Chemical and Biomolecular Engineering, University of Pennsylvania, Philadelphia, PA 19104, USA.
Soft Matter. 2016 Dec 21;13(1):239-249. doi: 10.1039/c6sm00770h.
Polymer nanocomposites are an important class of materials due to the nanoparticles' ability to impart functionality not commonly found in a polymer matrix, such as electrical conductivity or tunable optical properties. While the equilibrium properties of polymer nanocomposites can be treated using numerous theoretical and simulation approaches, in experiments the effects of processing and kinetic traps are significant and thus critical for understanding the structure and the functionality of polymer nanocomposites. However, simulation methods that can efficiently predict kinetically trapped and metastable structures of polymer nanocomposites are currently not common. This is particularly important in inhomogeneous polymers such as block copolymers, where techniques such as solvent vapor annealing are commonly employed to improve the long-range order. In this work, we introduce a dynamic mean field theory that is capable of predicting the result of processing the structure of polymer nanocomposites, and we demonstrate that our method accurately predicts the equilibrium properties of a model system more efficiently than a particle-based model. We subsequently use our method to predict the structure of block copolymer thin films with grafted nanoparticles after solvent annealing, where we find that the final distribution of the grafted nanoparticles can be controlled by varying the solvent evaporation rate. The extent to which the solvent evaporation rate can affect the final nanoparticle distribution in the film depends on the grafting density and the length of the grafted chains. Furthermore, the effects of the solvent evaporation rate can be anticipated from the equilibrium nanoparticle distribution in the swollen and dry states.
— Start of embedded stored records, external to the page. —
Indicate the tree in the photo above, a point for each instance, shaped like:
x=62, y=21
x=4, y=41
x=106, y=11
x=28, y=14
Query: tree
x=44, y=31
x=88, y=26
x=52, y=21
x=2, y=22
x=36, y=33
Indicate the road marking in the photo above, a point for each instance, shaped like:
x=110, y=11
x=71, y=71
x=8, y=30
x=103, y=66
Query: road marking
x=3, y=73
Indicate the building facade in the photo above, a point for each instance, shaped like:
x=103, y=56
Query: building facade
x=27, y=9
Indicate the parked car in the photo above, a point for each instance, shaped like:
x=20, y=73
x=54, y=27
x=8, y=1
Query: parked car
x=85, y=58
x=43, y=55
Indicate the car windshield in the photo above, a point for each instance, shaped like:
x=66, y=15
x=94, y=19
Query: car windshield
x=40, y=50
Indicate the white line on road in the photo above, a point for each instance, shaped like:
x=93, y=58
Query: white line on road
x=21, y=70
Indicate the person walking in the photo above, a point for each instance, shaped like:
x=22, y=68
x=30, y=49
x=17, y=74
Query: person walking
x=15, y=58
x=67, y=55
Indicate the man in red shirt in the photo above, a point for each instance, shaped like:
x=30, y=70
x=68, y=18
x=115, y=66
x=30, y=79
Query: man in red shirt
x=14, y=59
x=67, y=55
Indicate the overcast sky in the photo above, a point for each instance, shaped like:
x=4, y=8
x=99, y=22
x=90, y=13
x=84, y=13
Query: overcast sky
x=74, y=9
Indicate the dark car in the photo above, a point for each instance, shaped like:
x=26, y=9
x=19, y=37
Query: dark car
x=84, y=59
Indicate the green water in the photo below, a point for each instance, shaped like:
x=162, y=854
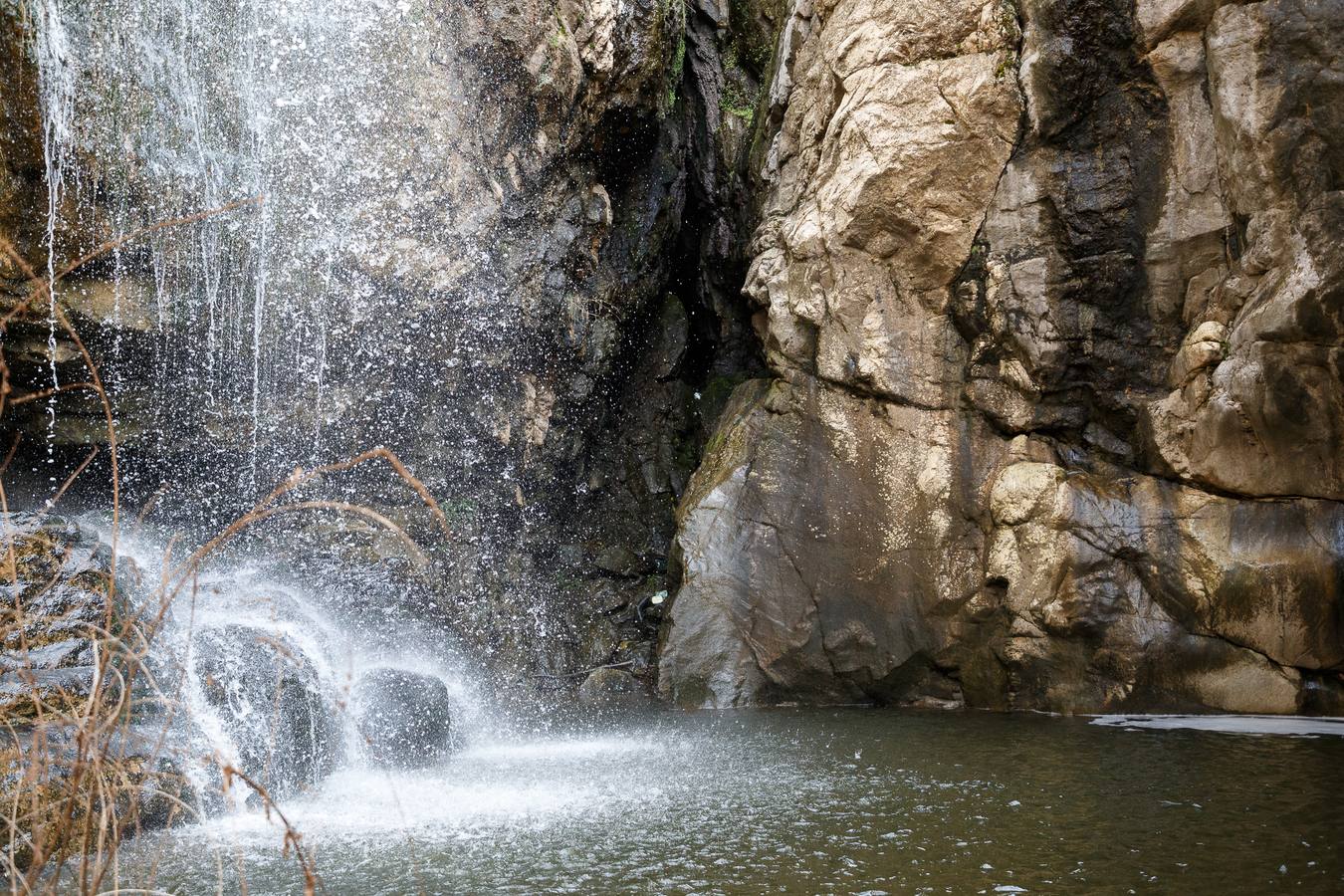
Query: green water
x=805, y=802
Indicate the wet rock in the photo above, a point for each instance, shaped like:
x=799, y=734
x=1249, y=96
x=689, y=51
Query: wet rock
x=620, y=560
x=405, y=718
x=272, y=704
x=611, y=688
x=62, y=576
x=598, y=644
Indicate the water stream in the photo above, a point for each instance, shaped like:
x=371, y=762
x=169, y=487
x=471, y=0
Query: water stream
x=308, y=113
x=808, y=800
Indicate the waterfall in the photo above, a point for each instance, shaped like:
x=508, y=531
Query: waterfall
x=261, y=672
x=302, y=112
x=249, y=161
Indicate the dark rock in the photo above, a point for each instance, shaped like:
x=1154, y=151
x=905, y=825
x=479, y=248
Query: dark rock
x=405, y=718
x=620, y=560
x=272, y=704
x=611, y=688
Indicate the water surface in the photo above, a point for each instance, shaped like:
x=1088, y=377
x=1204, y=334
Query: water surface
x=806, y=802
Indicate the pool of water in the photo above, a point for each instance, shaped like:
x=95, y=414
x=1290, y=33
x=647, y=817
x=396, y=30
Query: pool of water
x=805, y=800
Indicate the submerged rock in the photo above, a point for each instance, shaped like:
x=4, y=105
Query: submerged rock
x=611, y=688
x=405, y=718
x=271, y=702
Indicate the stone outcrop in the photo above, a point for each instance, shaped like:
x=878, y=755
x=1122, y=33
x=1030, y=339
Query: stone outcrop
x=1050, y=296
x=405, y=718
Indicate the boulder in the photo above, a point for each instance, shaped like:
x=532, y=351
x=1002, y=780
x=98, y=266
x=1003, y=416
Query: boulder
x=611, y=688
x=405, y=718
x=268, y=697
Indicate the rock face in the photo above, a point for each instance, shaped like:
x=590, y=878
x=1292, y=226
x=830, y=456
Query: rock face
x=271, y=702
x=56, y=611
x=405, y=718
x=1050, y=296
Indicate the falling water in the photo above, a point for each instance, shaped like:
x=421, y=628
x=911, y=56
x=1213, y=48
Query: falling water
x=300, y=113
x=256, y=150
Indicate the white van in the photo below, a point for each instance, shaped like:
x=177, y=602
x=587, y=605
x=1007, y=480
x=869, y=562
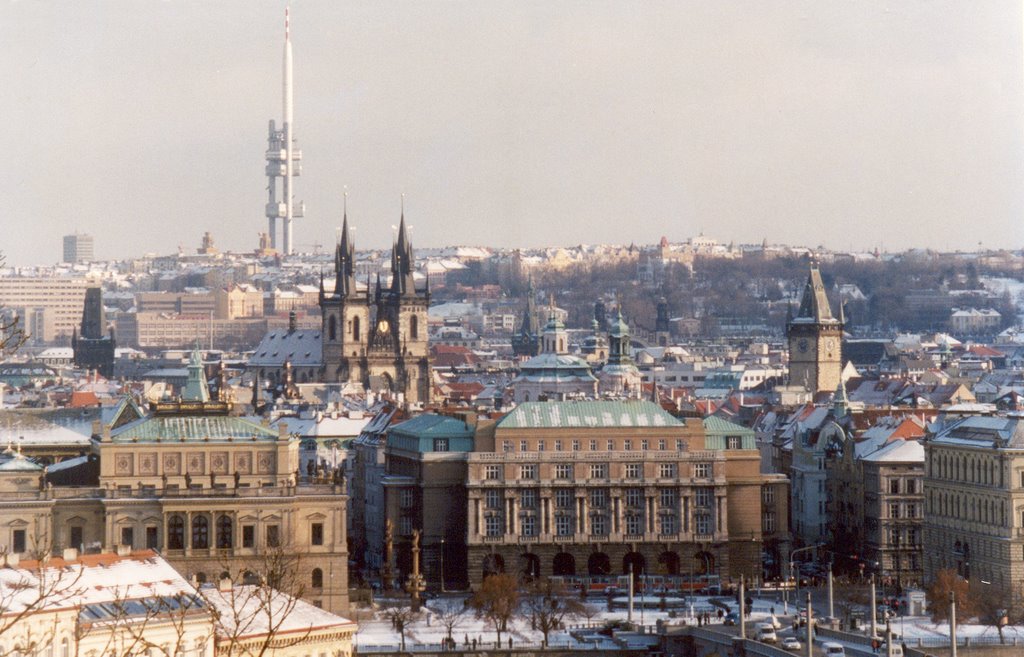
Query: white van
x=766, y=633
x=829, y=649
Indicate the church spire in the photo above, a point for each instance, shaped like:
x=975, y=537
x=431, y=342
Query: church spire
x=344, y=260
x=401, y=259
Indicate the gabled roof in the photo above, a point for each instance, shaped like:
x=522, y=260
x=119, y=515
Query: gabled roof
x=814, y=304
x=432, y=425
x=558, y=414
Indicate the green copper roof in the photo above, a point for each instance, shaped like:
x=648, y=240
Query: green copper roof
x=431, y=425
x=547, y=414
x=192, y=428
x=715, y=425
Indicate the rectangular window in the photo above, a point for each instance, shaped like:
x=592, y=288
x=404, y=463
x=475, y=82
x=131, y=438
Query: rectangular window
x=493, y=525
x=527, y=525
x=702, y=523
x=668, y=523
x=634, y=524
x=563, y=525
x=75, y=539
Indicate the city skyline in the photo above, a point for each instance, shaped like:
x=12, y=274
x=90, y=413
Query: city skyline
x=787, y=123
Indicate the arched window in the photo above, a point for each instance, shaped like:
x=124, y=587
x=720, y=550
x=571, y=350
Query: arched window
x=201, y=532
x=224, y=537
x=175, y=533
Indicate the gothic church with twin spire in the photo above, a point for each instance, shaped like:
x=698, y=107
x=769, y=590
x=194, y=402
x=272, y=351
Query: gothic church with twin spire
x=373, y=335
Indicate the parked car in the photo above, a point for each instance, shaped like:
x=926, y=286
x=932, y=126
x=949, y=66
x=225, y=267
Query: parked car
x=792, y=643
x=766, y=633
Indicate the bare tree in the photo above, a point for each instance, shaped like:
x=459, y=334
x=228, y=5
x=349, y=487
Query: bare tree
x=548, y=604
x=991, y=605
x=157, y=623
x=33, y=586
x=12, y=334
x=253, y=605
x=947, y=581
x=401, y=614
x=450, y=614
x=496, y=601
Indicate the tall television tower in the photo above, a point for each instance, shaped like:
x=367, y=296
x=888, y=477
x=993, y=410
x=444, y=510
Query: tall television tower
x=283, y=161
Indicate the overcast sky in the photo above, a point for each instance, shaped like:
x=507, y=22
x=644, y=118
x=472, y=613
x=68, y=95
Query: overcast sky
x=848, y=124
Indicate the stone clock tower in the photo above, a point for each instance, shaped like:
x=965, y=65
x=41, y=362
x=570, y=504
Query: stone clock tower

聚合物纳米复合材料是一类重要的材料,因为纳米粒子具有赋予聚合物基体通常不具备的功能的能力,例如导电性或可调光学性质。虽然聚合物纳米复合材料的平衡性质可以通过多种理论和模拟方法来处理,但在实验中,加工和动力学陷阱的影响是显著的,因此对于理解聚合物纳米复合材料的结构和功能至关重要。然而,目前还没有能够有效地预测聚合物纳米复合材料中动力学陷阱和亚稳结构的模拟方法。这在非均相聚合物(如嵌段共聚物)中尤为重要,在这些聚合物中,溶剂蒸气退火等技术通常被用来提高长程有序性。在这项工作中,我们引入了一种动态平均场理论,该理论能够预测处理聚合物纳米复合材料结构的结果,我们证明了我们的方法比基于粒子的模型更有效地预测了模型体系的平衡性质。随后,我们使用我们的方法来预测接枝纳米粒子的嵌段共聚物薄膜在溶剂退火后的结构,我们发现通过改变溶剂蒸发速率可以控制接枝纳米粒子的最终分布。溶剂蒸发速率对薄膜中最终纳米粒子分布的影响程度取决于接枝密度和接枝链的长度。此外,从溶胀和干燥状态下的平衡纳米粒子分布可以预测溶剂蒸发速率的影响。